Throughout the movie Shahrukh Khan’s face sports a contorted expression that suggests the need for more fiber in his diet. He has neither the charisma, nor the personality nor the versatility of the great Amitabh Bachchan from the original film. Instead, he hams uncontrollably, even more so than in the 2006 film, almost like his life depends on it. The romantic angle between Don and Roma (Priyanka) is comically forced and sappy – moreover the chemistry between Shahrukh and Priyanka has as many sparks as a Mumbai blackout. Boman Irani as Vardhan and Aly Khan as Diwan nearly sleepwalk through their roles. Nawwab Shah as Jabbar gives The Incredible Hulk a complex – not in terms of muscle but in wooden acting. Somewhere in the midst of all of this, Lara Dutta keeps popping up as Don’s girlfriend in what is arguably the most hysterically clichéd unnecessary vamp character stereotype to grace the big screen since Drew Barrymore in Batman and Robin. Om Puri, in his career worst role is gloriously campy – he almost tells us that we're meant to laugh at him, not with him.
The original Don had the classics ‘Khaike Paan Banaras wala’ and ‘Yeh mera Dil’. Don: The Chase Begins Again had Midival Punditz’s passable remixes of the same. Don 2 has horribly composed and poorly sung remixes of the remixes of the previous film. They seem like the result of a bar bet gone horribly wrong.
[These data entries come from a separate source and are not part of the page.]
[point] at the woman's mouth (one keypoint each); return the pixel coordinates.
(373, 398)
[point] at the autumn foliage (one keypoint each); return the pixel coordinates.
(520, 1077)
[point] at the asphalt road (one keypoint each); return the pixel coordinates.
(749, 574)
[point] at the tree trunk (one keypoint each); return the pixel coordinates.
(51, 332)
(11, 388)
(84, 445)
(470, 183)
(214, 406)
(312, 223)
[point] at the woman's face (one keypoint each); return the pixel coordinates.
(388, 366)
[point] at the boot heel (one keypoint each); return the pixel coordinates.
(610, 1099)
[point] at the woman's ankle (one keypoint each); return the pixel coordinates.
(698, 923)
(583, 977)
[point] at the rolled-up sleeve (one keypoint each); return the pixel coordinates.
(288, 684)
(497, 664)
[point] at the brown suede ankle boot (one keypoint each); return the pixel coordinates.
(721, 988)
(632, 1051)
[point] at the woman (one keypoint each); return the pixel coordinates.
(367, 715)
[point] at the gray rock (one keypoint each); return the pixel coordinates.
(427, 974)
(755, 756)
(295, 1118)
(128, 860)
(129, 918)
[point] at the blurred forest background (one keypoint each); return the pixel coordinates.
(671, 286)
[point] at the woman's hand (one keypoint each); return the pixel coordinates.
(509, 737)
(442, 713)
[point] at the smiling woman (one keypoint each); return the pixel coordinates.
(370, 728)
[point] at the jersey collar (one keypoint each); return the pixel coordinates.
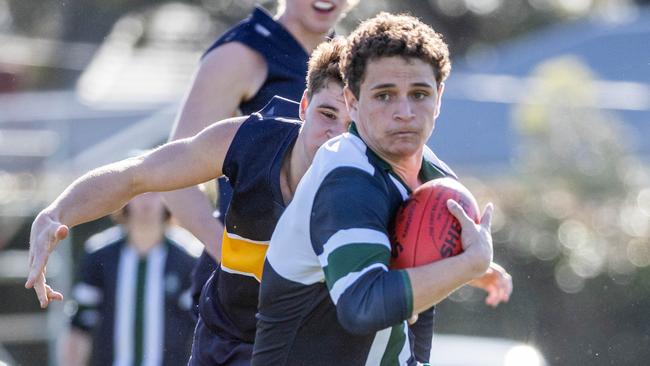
(428, 171)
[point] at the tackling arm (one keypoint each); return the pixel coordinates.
(106, 189)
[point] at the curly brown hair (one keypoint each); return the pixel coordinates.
(324, 65)
(388, 35)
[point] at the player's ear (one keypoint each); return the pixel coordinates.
(304, 103)
(351, 103)
(441, 89)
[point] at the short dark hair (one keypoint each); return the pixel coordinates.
(388, 35)
(324, 65)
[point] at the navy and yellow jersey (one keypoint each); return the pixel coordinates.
(137, 309)
(286, 62)
(328, 297)
(229, 299)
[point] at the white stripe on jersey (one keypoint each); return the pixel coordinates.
(154, 307)
(291, 253)
(352, 236)
(405, 354)
(348, 280)
(124, 307)
(378, 347)
(400, 187)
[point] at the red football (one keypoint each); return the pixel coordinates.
(425, 231)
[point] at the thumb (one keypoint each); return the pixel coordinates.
(486, 220)
(460, 214)
(61, 232)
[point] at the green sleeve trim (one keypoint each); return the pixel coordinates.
(409, 292)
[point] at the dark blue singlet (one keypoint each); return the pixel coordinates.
(286, 62)
(225, 331)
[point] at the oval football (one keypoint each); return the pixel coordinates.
(425, 231)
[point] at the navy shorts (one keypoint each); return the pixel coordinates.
(211, 349)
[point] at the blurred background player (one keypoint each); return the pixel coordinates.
(258, 58)
(133, 295)
(229, 147)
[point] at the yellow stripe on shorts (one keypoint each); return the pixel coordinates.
(243, 256)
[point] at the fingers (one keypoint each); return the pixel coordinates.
(53, 295)
(486, 220)
(460, 214)
(61, 232)
(37, 269)
(41, 291)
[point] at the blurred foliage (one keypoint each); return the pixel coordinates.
(468, 25)
(573, 229)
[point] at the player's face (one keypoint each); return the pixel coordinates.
(146, 209)
(325, 117)
(317, 16)
(398, 102)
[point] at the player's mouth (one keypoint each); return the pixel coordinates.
(323, 7)
(405, 133)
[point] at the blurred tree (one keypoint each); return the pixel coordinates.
(572, 226)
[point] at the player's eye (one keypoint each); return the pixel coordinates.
(329, 115)
(382, 97)
(419, 95)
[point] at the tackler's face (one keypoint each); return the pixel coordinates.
(318, 16)
(325, 116)
(398, 102)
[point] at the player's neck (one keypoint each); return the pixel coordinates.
(408, 168)
(294, 166)
(307, 39)
(143, 239)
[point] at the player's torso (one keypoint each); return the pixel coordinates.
(285, 58)
(253, 164)
(294, 279)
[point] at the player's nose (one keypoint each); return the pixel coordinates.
(403, 110)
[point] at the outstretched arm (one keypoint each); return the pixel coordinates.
(106, 189)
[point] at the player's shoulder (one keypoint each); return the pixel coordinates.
(432, 160)
(252, 32)
(344, 151)
(105, 240)
(274, 116)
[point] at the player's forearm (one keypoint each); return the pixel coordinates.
(434, 282)
(95, 194)
(373, 302)
(191, 208)
(422, 331)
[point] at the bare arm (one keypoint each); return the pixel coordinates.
(105, 189)
(228, 75)
(75, 348)
(433, 282)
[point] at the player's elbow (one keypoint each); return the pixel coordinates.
(355, 321)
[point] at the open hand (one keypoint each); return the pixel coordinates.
(497, 282)
(45, 235)
(475, 238)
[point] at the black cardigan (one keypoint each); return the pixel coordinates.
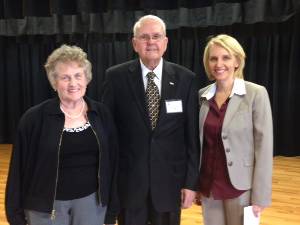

Analyzing the logical aspects of Don 2 is where one can really start to lose one’s mind. When I said the characters indulge in Plot Hole Porn, I wasn’t exaggerating. Don’s master plan is a real head-scratcher. The screenplay goes out of its way not only to make Don some sort of a genius, but also to outdo the previous film’s uproariously stupid plan of Don pretending to be Vijay who pretends to be Don, thereby destroying his own gang and jeopardizing his own business that he worked so hard to build. There's enough limp-wristed contrivance in Don 2 to set back the Dhoom films a few decades. Don’s strategy of using explosives is itself rigged to disintegrate if a moviegoer's IQ nudges above 70. Three different people were credited with writing Don 2 (Akhtar, Ameeth Mehta and Amrish Shah), and I bet they're still arguing over who deserves recognition for the part where Interpol cop Priyanka Chopra pursues Don in a car for ten whole minutes but never bothers to call for backup. Don wears a Mission Impossible-esque plastic mask of another man (a great cameo from an A-list actor), but he also speaks with the actor’s voice. Don, the most wanted man in the world also carries bungee jump kits strapped to his back when he goes out for strolls in public.
Without a doubt, the technical credits are superior to any Indian film to date, and the cinematography by Jason West is truly gorgeous. Also, Don 2 is never boring, thanks to its dazzling special effects that aid the actors flip, fly, jump, dropkick, punch and kick each other like jackhammers. The slow-mo Matrix Kung Fu Karate from the 2006 film makes way for some decent hand-to-hand combat. Of course none of this compensates for the overfamiliar plotline, the amusingly underdeveloped side characters, SEL’s insipid soundtrack and a general air of overbaked over expensive silliness. Priyanka Chopra and Lara Dutta are as attractive as the Berlin locales, plus the film is occasionally funny, even if the laughs come mostly during the movie's most dramatic, heartfelt moments.
If you’re looking for a smart thriller, then Don 2 is a train wreck of bad lines and predictable plot twists. But it is astonishingly daft, and so profoundly earnest that it is uniquely, hilariously enjoyable. It’s so bad that it’s good.